Fig. 1. Study time line, CONSORT flow diagram and study progression.

A After screening and informed consent, participants were allocated to receive either placebo (chilli pepper solution) or a total of 20 (L3-20) or 40 (L3-40) N. americanus hookworm larvae delivered to the skin over 2 occasions, at month 0 and month 2. Participants underwent evaluation visits every 6 months, where physical and vitals exams were undertaken, adverse events were reviewed, and biological samples and questionnaires were collected for analysis of safety, pathology, well-being, diet and exercise habits. B CONSORT chart showing flow of patients through the clinical trial, and reasons for early termination. C Kaplan–Meier analysis of rates of trial continuation (percentage survival and standard error of the mean) in each group during the 2-year study (Placebo n = 13, L3-20 n = 14, L3-40 n = 13; Log-rank test for trend, p = 0.832).

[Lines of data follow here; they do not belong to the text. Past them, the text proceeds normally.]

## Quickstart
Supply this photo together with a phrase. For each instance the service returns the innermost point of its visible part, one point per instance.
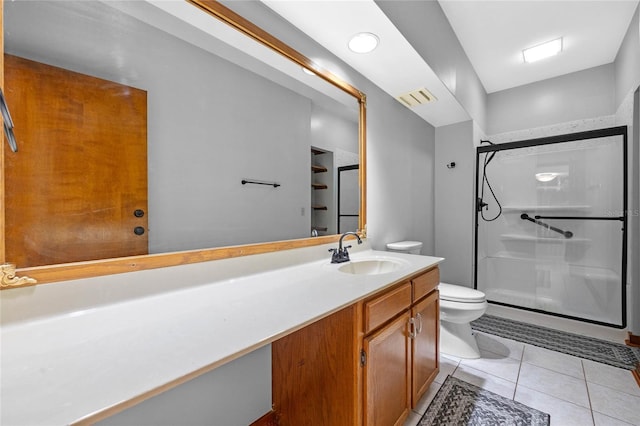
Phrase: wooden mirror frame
(10, 277)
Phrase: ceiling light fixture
(363, 42)
(543, 50)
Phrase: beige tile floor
(574, 391)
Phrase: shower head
(489, 156)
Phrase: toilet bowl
(459, 306)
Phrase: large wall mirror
(152, 134)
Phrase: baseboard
(633, 340)
(269, 419)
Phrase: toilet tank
(411, 247)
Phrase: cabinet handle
(412, 327)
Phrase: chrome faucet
(341, 255)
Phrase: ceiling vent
(416, 97)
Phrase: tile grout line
(515, 389)
(586, 385)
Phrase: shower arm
(567, 234)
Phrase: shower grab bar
(581, 217)
(567, 234)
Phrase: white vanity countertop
(60, 368)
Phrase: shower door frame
(569, 137)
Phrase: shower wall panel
(555, 243)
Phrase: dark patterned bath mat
(615, 354)
(459, 403)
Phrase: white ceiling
(394, 66)
(492, 33)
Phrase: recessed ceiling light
(543, 50)
(546, 177)
(363, 42)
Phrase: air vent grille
(416, 97)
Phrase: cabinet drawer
(425, 283)
(384, 307)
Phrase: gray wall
(400, 155)
(627, 63)
(454, 202)
(426, 27)
(237, 393)
(582, 94)
(400, 146)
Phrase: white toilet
(459, 306)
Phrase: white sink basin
(370, 266)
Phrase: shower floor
(615, 354)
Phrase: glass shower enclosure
(551, 225)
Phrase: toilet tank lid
(458, 293)
(404, 245)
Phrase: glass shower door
(550, 225)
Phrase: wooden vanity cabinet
(402, 355)
(367, 364)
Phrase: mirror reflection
(153, 158)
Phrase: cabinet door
(425, 350)
(387, 374)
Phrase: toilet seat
(457, 293)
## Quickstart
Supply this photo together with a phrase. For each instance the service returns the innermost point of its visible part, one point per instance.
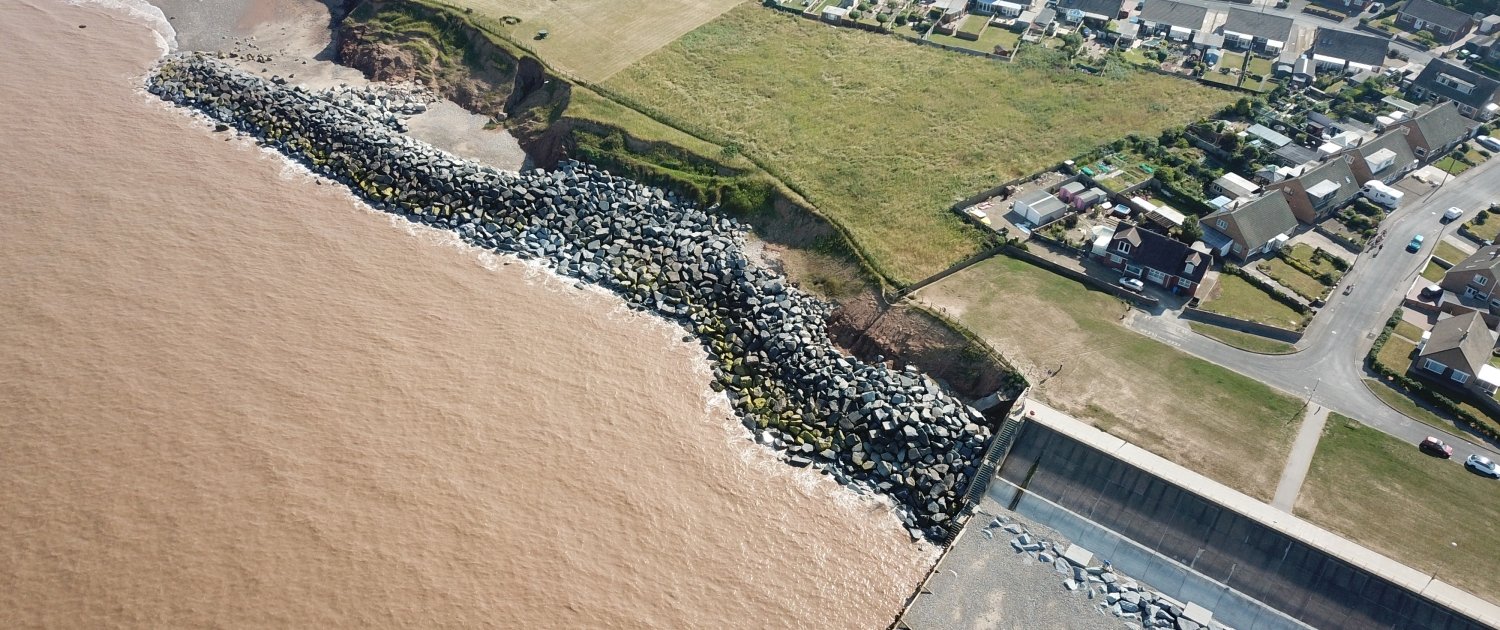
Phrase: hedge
(1292, 303)
(1421, 390)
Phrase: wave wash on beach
(869, 426)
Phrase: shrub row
(1421, 390)
(1277, 294)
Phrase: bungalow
(1247, 228)
(1475, 95)
(1254, 30)
(1325, 188)
(1157, 258)
(1040, 207)
(1457, 354)
(1235, 186)
(1094, 12)
(1175, 20)
(1349, 53)
(1476, 276)
(1446, 24)
(1388, 158)
(1436, 131)
(1008, 9)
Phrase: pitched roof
(1442, 125)
(1481, 95)
(1350, 47)
(1484, 260)
(1175, 14)
(1430, 11)
(1259, 24)
(1467, 333)
(1160, 252)
(1260, 219)
(1107, 8)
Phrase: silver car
(1482, 465)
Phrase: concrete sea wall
(891, 431)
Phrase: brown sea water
(234, 398)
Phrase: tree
(1190, 231)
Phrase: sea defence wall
(872, 426)
(1212, 545)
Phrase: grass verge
(1242, 341)
(884, 135)
(1070, 344)
(1388, 495)
(1244, 300)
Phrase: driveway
(1329, 363)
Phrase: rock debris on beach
(867, 425)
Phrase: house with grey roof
(1446, 24)
(1256, 30)
(1475, 95)
(1436, 131)
(1176, 20)
(1091, 11)
(1347, 51)
(1247, 228)
(1457, 354)
(1323, 188)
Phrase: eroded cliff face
(410, 42)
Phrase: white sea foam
(143, 12)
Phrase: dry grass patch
(884, 135)
(1194, 413)
(593, 39)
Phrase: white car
(1482, 465)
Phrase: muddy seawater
(231, 396)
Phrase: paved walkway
(1301, 459)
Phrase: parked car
(1436, 447)
(1482, 465)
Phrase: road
(1329, 365)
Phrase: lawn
(1194, 413)
(1449, 252)
(593, 39)
(1433, 272)
(1242, 341)
(1488, 230)
(1413, 507)
(1239, 299)
(1292, 278)
(885, 135)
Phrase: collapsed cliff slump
(555, 120)
(867, 425)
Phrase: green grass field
(1391, 497)
(1242, 341)
(885, 135)
(1194, 413)
(1292, 278)
(1239, 299)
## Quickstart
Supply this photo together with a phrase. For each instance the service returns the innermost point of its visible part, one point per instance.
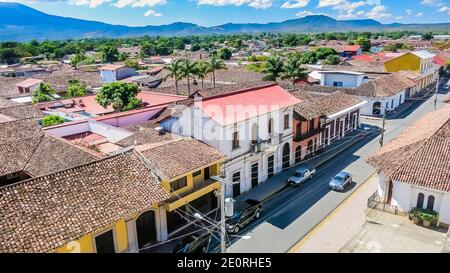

Source data are provided as a Source Data File.

Fig. 2. Evaluation of establishment of hookworm infections.

A Peripheral blood eosinophil counts (median ± IQR) at each evaluation visit, shaded area indicates normal range (Sample size for month 0, 6, 12, 18 and 24: Placebo n = 12, 12, 9, 8 and 6; L3-20 n = 13, 12, 11, 11 and 8; L3-40 n = 11, 11, 10, 8 and 8, respectively). # Indicates significantly different to 0 months; Tukey’s posthoc test: (B) Heat map displaying eosinophil counts the 6 month visit (peak eosinophilia) in each participant and correlation with the (C) detection of hookworm eggs in faeces by qPCR (Hookworm patency). Some samples were unable for analysis due to dropping out prior to the 6-month visit. D Quantification of hookworm eggs per gram (EPG) in faecal samples at 6 months (median, and individual data points, L3-20 n = 12, L3-40 n = 9). Source data are provided as a Source Data File.

Fig. 3. Effect of experimental hookworm infection on insulin resistance (HOMA-IR), fasting blood glucose and insulin.

Changes in the (A) Homoeostatic model assessment of insulin resistance (HOMA-IR, units), B fasting blood glucose and (C) fasting blood insulin levels from baseline values at each 6-monthly evaluation visit. Violin plots display each individual data point, median and IQR. Dotted vertical line indicates baseline levels (0 change). *Significant difference to placebo, Kruskal–Wallis test with Dunn’s multiple comparisons. ^#Median value significant difference to baseline, Durbin, Skillings–Mack test and Wilcoxon signed-rank test. Source data are provided as a Source Data File.

Fig. 4. Impact of experimental hookworm infection on body mass.

Changes in participant’s body mass (kg) from baseline values at each 6-monthly evaluation visit. Violin plots display each individual data point, median and IQR. Dotted vertical line indicates baseline levels (0 change). #Median value significant difference to baseline, Durbin, Skillings-Mack test and Wilcoxon signed-rank test: Source data are provided as a Source Data File.